In a statement shared with POPSUGAR, Yvonne Gutierrez, executive director of Planned Parenthood Texas Votes, said the bill is part of an ongoing effort to undermine reproductive rights in the state. "This bill is just another in a relentless wave of legislation aimed at chipping away at the right to safe, legal abortion," she said. "It does nothing to improve the health and safety of women, and the politicians behind this legislation have only one objective: to push their extreme agenda onto Texans who don't want or support these dangerous policies."

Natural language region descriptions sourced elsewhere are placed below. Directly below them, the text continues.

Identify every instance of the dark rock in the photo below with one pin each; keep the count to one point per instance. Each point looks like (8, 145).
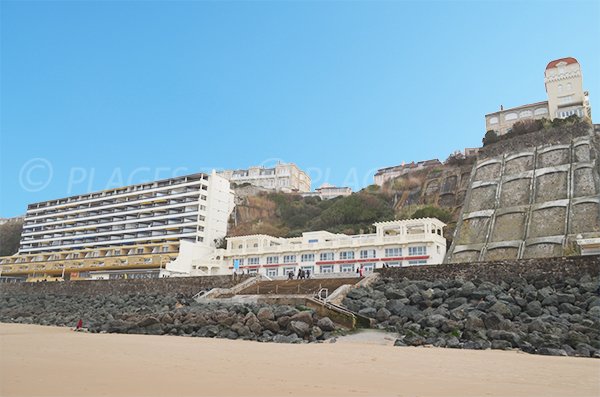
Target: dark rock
(534, 308)
(370, 312)
(547, 351)
(292, 338)
(304, 316)
(300, 328)
(414, 340)
(265, 313)
(270, 325)
(147, 321)
(326, 324)
(382, 314)
(501, 344)
(501, 309)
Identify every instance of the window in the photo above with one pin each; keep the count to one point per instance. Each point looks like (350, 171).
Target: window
(392, 252)
(364, 254)
(346, 268)
(326, 256)
(310, 268)
(346, 255)
(525, 114)
(368, 267)
(420, 250)
(286, 270)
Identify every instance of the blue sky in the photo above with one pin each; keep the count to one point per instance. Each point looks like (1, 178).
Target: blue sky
(98, 94)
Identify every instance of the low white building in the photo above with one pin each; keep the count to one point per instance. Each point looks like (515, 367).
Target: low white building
(395, 243)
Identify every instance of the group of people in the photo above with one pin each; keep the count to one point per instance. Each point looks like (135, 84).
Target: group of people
(302, 274)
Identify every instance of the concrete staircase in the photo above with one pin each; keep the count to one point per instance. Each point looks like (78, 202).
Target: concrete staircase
(323, 295)
(297, 287)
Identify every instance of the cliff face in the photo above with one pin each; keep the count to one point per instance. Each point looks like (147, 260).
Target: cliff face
(526, 200)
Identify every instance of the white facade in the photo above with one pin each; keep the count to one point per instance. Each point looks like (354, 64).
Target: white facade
(327, 192)
(283, 177)
(566, 97)
(192, 208)
(564, 86)
(395, 243)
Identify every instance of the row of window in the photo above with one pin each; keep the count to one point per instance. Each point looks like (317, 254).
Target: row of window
(343, 268)
(344, 255)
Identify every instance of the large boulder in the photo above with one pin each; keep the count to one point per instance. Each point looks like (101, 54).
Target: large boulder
(383, 314)
(300, 328)
(304, 316)
(265, 313)
(502, 309)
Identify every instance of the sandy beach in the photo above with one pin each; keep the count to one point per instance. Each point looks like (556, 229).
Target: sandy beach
(51, 361)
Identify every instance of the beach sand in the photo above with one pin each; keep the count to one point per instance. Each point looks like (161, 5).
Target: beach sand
(52, 361)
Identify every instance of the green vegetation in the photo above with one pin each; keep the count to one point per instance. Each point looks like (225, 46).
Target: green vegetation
(10, 235)
(351, 214)
(527, 126)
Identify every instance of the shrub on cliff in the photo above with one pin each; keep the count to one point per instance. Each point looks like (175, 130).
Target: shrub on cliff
(458, 158)
(525, 127)
(433, 212)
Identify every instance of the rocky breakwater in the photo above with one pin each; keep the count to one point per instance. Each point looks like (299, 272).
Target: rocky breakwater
(172, 315)
(559, 317)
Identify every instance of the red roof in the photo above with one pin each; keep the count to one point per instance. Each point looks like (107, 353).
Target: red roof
(568, 60)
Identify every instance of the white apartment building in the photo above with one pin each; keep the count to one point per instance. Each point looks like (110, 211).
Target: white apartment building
(192, 208)
(395, 243)
(284, 177)
(327, 192)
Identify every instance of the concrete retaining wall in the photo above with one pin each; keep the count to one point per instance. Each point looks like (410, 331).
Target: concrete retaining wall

The bill is one of several antiabortion measures that will be considered during the special session, which was called for by Gov. Greg Abbot (pictured above) and began on July 18. "We must also use this opportunity to do more to protect our unborn children," Abbott said in June when he announced his agenda for the special session. Among the other restrictive measures under consideration is a bill designed to prohibit cities and counties from sharing taxpayer dollars with abortion providers, legislation that would institute stricter reporting standards around health complications related to abortions, and an attempt to bar insurance premiums paid by Texans from funding "elective" abortions.

Texas's repeated attempts to restrict abortion rights in recent years have not gone unchallenged. In 2016, the Supreme Court struck down a law that required doctors performing abortions to retain admitting privileges to hospitals — and forced abortion clinics to maintain hospital-level standards — as unconstitutional.

Critics say Abbott's latest attempts to undermine abortion rights smack of hypocrisy. The governor vetoed a bill that would have maintained Texas's Women's Health Advisory Committee — which had bipartisan support and helped low-income women access reproductive care that would help prevent the need for abortion services — just three days before the special session began.